We live alone here in West Hollywood while we await our family’s move to California. We have fully paid-up subscriptions to the prominent magic magazines, surf the web for news and tricks, sometimes go for walks along Santa Monica Boulevard and visit The Magic Castle. Those activities can be accomplished in a few hours each and so that leaves us with roughly 14 hours times 7 days a week times 30 or 31 days each month to sit, stand or lie down while eating or sleeping.
We watched the video incessantly for a solid 24 hour period. We used the slow motion button to analyze every move, every nuance of Mr. Jay’s performance. We were frustrated by some of the camera angles and cuts but those were not Mr. Jay’s doing.
The proof of a bad motive is often the corrupt results, said the inventor of the modern day Capri Pants. Once again, lessons from the world of fashion instructs the world of professional magic. (Other examples include the cape, pockets and the classic pop-up tie).

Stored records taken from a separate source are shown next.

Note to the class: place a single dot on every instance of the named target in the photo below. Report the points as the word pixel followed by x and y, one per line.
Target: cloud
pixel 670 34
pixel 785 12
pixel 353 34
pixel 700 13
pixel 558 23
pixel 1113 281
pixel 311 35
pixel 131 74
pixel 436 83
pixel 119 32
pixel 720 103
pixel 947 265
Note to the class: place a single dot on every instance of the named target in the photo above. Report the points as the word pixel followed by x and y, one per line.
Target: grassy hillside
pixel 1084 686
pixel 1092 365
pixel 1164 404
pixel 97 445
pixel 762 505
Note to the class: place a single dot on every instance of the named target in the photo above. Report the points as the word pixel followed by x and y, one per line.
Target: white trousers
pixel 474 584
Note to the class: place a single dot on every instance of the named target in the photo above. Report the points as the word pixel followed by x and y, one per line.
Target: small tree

Precisely one day after beginning our analysis of the Jay Tape, we came to the conclusion that Mr. Jay did not perform the accused sleight. We also concluded he must have accomplished the miracle by some other method. We have no idea how he performed the effect. We love that feeling.
Yes, we are embarrassed to say we used our access to modern technology to discern the secret but we failed. It was a wonderful lesson learned. The feeling of being truly amazed was the reason we got into magic. The attempt to figure out the trick only diminished that sense of wonder. Congratulations to Mr. Jay for fooling Penn & Teller and us so completely. It was fantastic.